Leaders of the BRICS nations – Brazil, Russia, India, China and South Africa – converged on Johannesburg on Tuesday for a summit where they will weigh expanding the bloc as some members push to forge it into a counterweight to the West.
Heightened global tensions provoked by the Ukraine war and a growing rivalry between China and the United States have added urgency to a drive to strengthen the bloc, which has at times suffered from internal divisions and a lack of coherent vision.
South Africa hosted China’s Xi Jinping, the leading proponent of enlarging BRICS, for a state visit on Tuesday morning ahead of meetings with the grouping’s other leaders later in the day.
Sitting beside Xi, South African President Cyril Ramaphosa said that the two countries had “similar views” regarding expansion.
“We share your view President Xi that BRICS is a vitally important forum which plays an important role in the reform of global governance and in the promotion of multilateralism and cooperation throughout the world,” he said.
Brazil’s Luiz Inacio Lula da Silva and Indian Prime Minister Narendra Modi are also attending the 22 to 24 August summit.
Russian President Vladimir Putin, wanted under an international arrest warrant for alleged war crimes in Ukraine, will not travel to South Africa and instead join virtually.
“I am confident that the upcoming summit will be an important milestone in the development of the BRICS mechanism,” Xi said shortly after his arrival in South Africa.
Beyond the enlargement question, boosting the use of member states’ local currencies is also on the summit agenda.

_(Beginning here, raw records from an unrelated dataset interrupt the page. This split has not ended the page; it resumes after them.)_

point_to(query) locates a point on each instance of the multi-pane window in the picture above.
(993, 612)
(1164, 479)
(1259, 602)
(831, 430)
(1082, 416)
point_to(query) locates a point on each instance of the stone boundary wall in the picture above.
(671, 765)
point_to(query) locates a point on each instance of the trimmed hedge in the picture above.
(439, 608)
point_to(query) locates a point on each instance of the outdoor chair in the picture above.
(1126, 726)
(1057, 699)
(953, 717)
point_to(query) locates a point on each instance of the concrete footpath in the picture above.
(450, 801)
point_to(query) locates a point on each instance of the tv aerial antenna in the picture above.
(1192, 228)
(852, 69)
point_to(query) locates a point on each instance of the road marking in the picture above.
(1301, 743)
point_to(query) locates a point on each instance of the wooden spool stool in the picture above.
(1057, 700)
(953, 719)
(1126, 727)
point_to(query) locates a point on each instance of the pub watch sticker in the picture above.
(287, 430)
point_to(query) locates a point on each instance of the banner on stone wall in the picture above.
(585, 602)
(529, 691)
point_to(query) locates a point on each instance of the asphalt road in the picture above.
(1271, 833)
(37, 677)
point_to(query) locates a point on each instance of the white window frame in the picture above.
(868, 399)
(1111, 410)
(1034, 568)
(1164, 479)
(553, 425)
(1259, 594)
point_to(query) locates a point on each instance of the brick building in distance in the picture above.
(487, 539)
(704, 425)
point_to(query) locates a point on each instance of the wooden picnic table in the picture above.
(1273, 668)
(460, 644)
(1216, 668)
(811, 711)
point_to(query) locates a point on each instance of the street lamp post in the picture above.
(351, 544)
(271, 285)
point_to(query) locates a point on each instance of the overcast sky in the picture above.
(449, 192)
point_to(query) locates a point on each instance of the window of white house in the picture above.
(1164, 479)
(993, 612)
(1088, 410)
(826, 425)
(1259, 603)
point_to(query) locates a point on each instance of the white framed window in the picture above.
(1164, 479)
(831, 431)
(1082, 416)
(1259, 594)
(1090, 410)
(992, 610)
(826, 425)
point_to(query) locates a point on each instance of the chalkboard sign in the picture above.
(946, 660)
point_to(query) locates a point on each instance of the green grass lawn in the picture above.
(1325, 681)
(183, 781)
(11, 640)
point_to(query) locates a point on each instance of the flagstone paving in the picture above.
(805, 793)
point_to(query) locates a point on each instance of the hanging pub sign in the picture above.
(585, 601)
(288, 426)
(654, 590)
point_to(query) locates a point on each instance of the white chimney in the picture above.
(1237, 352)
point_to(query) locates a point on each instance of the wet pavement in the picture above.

South African organisers, however, say there will be no discussions of a BRICS currency, an idea floated by Brazil earlier this year as an alternative to dollar-dependence.
Point of contention
BRICS remains a disparate group, ranging from China, the world’s second biggest economy now grappling with a slowdown, to South Africa, this year’s host and an economic minnow facing a power crisis that’s led to daily blackouts.
India has increasingly reached out to the West, as has Brazil under its new leader, while Russia is being hammered by Western sanctions over it war in Ukraine.
Two members – India and China – have periodically clashed along their disputed border, adding to the challenge of decision-making in a group that relies on consensus.
Expansion has long been a goal of China, which hopes that broader membership will lend clout to a grouping already home to some 40% of the world’s population and a quarter of global GDP.
The leaders will hold a mini-retreat and dinner on Tuesday evening where they are likely to discuss a framework and criteria for admitting new countries.
But expansion has become a point of contention.
Russia is keen to bring in new members to counter its diplomatic isolation over its invasion of Ukraine.
India, which is wary of Chinese dominance and has warned against rushing expansion, has “positive intent and an open mind”, Foreign Secretary Vinay Kwatra said on Monday. Brazil, meanwhile, is concerned that expanding BRICS will dilute its influence.
While a potential BRICS enlargement remains up in the air, the bloc’s pledge to become a champion of the developing “Global South” and offer an alternative to a world order dominated by wealthy Western nations is already finding resonance.
Over 40 countries have expressed interest in joining BRICS, say South African officials. Of them, nearly two dozen have formally asked to be admitted, with some expected to send delegations to Johannesburg.